Rappresentano tutte le città, italiane e straniere, che ha visitato mio padre e mi miei cugini. La parete sinistra è coperta dal lungo mobile che ospita il lavandino, i fuochi e molti cassetti che mio padre ha riempito con gli oggetti più disparati. Mi guardo intorno, sul tavolo vicino alla frutta messa al centro, trovo il telecomando. Decido di accendere la tv, il telegiornale di metà giornata inizia a snocciolare le notizie più importanti. Ascolto distratto mentre guardo nel frigo e nei mobili sopra il lavandino alla ricerca di qualcosa da mettere sotto i denti. Sembra che mio padre abbia voluto, a sua insaputa, lasciarmi un gran bel regalo.

Nel frigo trovo un pezzo di guanciale, una confezione di uova ed una bustina di pecorino romano. Fanno la loro comparsa, davanti ai miei occhi, anche un pacco di spaghetti e un barattolo di pepe tritato. La carbonara era il suo piatto preferito e lui era un fenomeno a cucinarla. Dove vivo io, nonostante la grande maggioranza di connazionali che hanno aperto tanti ristoranti, non si trova una carbonara decente neanche a pagarla oro. Un dolce sorriso si disegna sul viso mentre prendo la pentola, la riempio d’acqua e la metto sul fuoco. Apro il frigo e inizio a tagliare il guanciale, lo faccio a piccoli cubetti proprio come mi ha insegnato lui. Poi è la volta delle uova, ne spacco un paio e le iniziò a sbattere con vigore. Uno dei piatti più buoni che c’è nella cucina italiana e anche uno dei più veloci nella preparazione.

Il telegiornale è concluso e a breve inizierà la quello sportivo. Inizio a fare un po’ di zapping, non mi va di sentire le notizie sportive, tanto meno quelle che mi riguardano. Trovo il canale scientifico, e inizio a vedere un documentario mentre dei gustosi spaghetti fumanti mi chiamano dal piatto. Il documentario naturalistico finisce e lascia il posto ad uno storico sulla seconda guerra mondiale.
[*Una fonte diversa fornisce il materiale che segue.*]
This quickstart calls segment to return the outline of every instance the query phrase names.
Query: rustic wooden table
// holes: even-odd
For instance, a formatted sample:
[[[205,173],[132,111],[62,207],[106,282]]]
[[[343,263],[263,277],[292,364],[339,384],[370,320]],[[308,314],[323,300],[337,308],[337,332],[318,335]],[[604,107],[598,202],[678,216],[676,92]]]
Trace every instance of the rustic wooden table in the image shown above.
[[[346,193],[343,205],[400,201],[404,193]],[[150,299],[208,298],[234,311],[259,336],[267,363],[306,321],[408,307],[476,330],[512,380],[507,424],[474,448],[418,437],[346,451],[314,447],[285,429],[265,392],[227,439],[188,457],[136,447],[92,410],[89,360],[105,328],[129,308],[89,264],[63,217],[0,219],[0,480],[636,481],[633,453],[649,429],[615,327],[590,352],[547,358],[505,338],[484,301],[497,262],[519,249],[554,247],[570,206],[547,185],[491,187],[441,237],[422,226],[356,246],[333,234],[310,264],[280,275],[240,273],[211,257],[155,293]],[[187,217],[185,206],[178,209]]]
Erano i preferiti di mio padre. Decido di alzarmi e di prendere la sua foto che si trova sul mobile in corridoio. Quell’immagine lo ritrae in alta uniforme, quel giorno d’estate aveva ricevuto un importante encomio dal Presidente della Repubblica in persona. Faceva molto caldo, mio padre sudava dentro la sua pesante divisa ed io avevo appena undici anni. Quello stesso pomeriggio, nel piazzale del ristorante, riuscì a rovinare il vestito nuovo giocando a pallone con i miei cugini. All’epoca c’era ancora tanta innocenza e ci volevamo bene come fratelli. Mentre la voce calda del narratore inizia a spiegare come la resistenza cercava di contrastare i nazifascisti, prendo la forchetta e la giro tra i spaghetti prima di portarla alla mia bocca.